Lutte contre le coronavirus: Dr Yousfi sur la vaccination : «Nous sommes très en retard…»

Déplorant un retard en matière de vaccination de masse de la population contre la pandémie de Covid-19, le Dr Mohamed Yousfi, chef de service des maladies infectieuses à l’hôpital de Boufarik, appelle à passer à la vitesse supérieure pour anticiper une éventuelle vague de contamination, à la faveur de l’apparition des variants britannique et nigérian en Algérie.

Louisa Ait Ramdane

Selon le Docteur Yousfi, l’Algérie est en retard par rapport à d’autres pays. «Il faut accélérer la vaccination, nous sommes très en retard par rapport à d’autres pays», a-t-il déploré.
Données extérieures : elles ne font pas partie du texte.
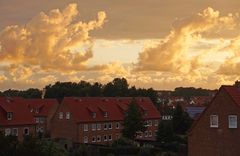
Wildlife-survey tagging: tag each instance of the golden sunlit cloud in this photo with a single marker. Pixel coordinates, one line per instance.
(49, 41)
(171, 54)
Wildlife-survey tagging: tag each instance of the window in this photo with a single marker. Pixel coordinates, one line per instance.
(39, 130)
(105, 114)
(150, 133)
(146, 134)
(85, 139)
(37, 120)
(26, 131)
(105, 126)
(14, 132)
(214, 121)
(93, 139)
(9, 115)
(93, 127)
(99, 138)
(117, 125)
(150, 122)
(232, 121)
(60, 115)
(42, 120)
(94, 114)
(110, 137)
(7, 131)
(109, 125)
(85, 127)
(68, 115)
(98, 126)
(105, 138)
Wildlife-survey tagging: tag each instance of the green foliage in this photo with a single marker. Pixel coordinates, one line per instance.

Invité de la rédaction de la Chaîne 3 de la Radio nationale, Dr Mohamed Yousfi a fait savoir que «le taux de vaccination est de 0,17 %». Tout en rappelant que «l’Algérie a entamé tardivement la campagne vaccinale, le Docteur appelle à passer à la vitesse supérieure dans la vaccination pour anticiper une éventuelle vague de contamination. «Les variants sont plus dangereux, plus contagieux et se répandent plus rapidement. Heureusement que la situation épidémiologique actuelle est stable», s’est réjoui le Dr Yousfi qui a insisté encore sur la vaccination.
L’intervenant a déploré, par ailleurs, le séquençage limité au niveau de l’IPA et le déficit d’information au niveau du ministère de la Santé. «Il y a une déficience de communication, il faut qu’on sache qui est qui, qui fait quoi, pour prendre nos précautions», a-t-il dit, ajoutant : «Quand on n’a pas l’information, on ne peut pas orienter la PCR (et éventuellement le séquençage) quand il y a infection dans un quartier, dans une ville, dans une région», et donc il y a perte de temps et d’efforts.
Il a indiqué que seule la PCR est la méthode la plus fiable pour établir la positivité des cas. Ce test ne permet pas seulement de dénombrer les infections, mais d’établir aussi leur dangerosité. «C’est pour cette raison qu’il faut élargir la pratique de ce moyen de contrôler la circulation des virus parmi la population», a-t-il recommandé.
Pour rappel, l’Institut Pasteur d’Alger a dénombré six cas atteints du variant britannique et 15 cas infectés par le variant nigérian. «Les phénotypes établis donnent les variants brésilien et sud-africain comme étant les mutants les plus dangereux de la gamme», a-t-il souligné. Sur ce point, Dr Yousfi a averti que les variants qui courent à travers le monde, dont le variant britannique surtout, répandu dans 80 pays qui en pâtissent, sont certes plus contagieux, plus dangereux et se transmettent plus rapidement que la souche mère. «Dieu merci, la situation épidémiologique en Algérie est rassurante», ce qui explique, selon lui, que «l’effet de ces variants est moins important dans une telle situation stable par rapport à celle vécue durant les mois passés avec des atteintes au-dessus des 1 000 cas».
Si la tendance baissière des cas de contamination avec des chiffres sous la barre des 100 cas est «une situation rassurante», le Dr Mohamed Yousfi a insisté tout de même sur la vigilance. «C’est clair, on ne peut se plaindre de cette situation, on s’en réjouit plutôt. Mais on n’est pas à l’abri tant qu’on n’a pas les doses nécessaires de vaccin pour être rassuré définitivement quant à l’état épidémiologique de la population», a souligné Dr Yousfi, pour qui il ne faut pas céder au relâchement général, menaçant et fâcheux. La vigilance reste de mise, a-t-il alerté, affirmant qu’«on n’est pas sorti encore de cette épidémie, tant qu’on n’est pas arrivé à une immunologie collective». «Une population atteinte à 60 % c’est une catastrophe, localement ou à l’échelle mondiale. Nous n’en sommes pas là, fort heureusement, par rapport à ce qu’on a vécu pendant une année de pandémie où la vaccination a traîné», a-t-il renchéri.
L. A. R.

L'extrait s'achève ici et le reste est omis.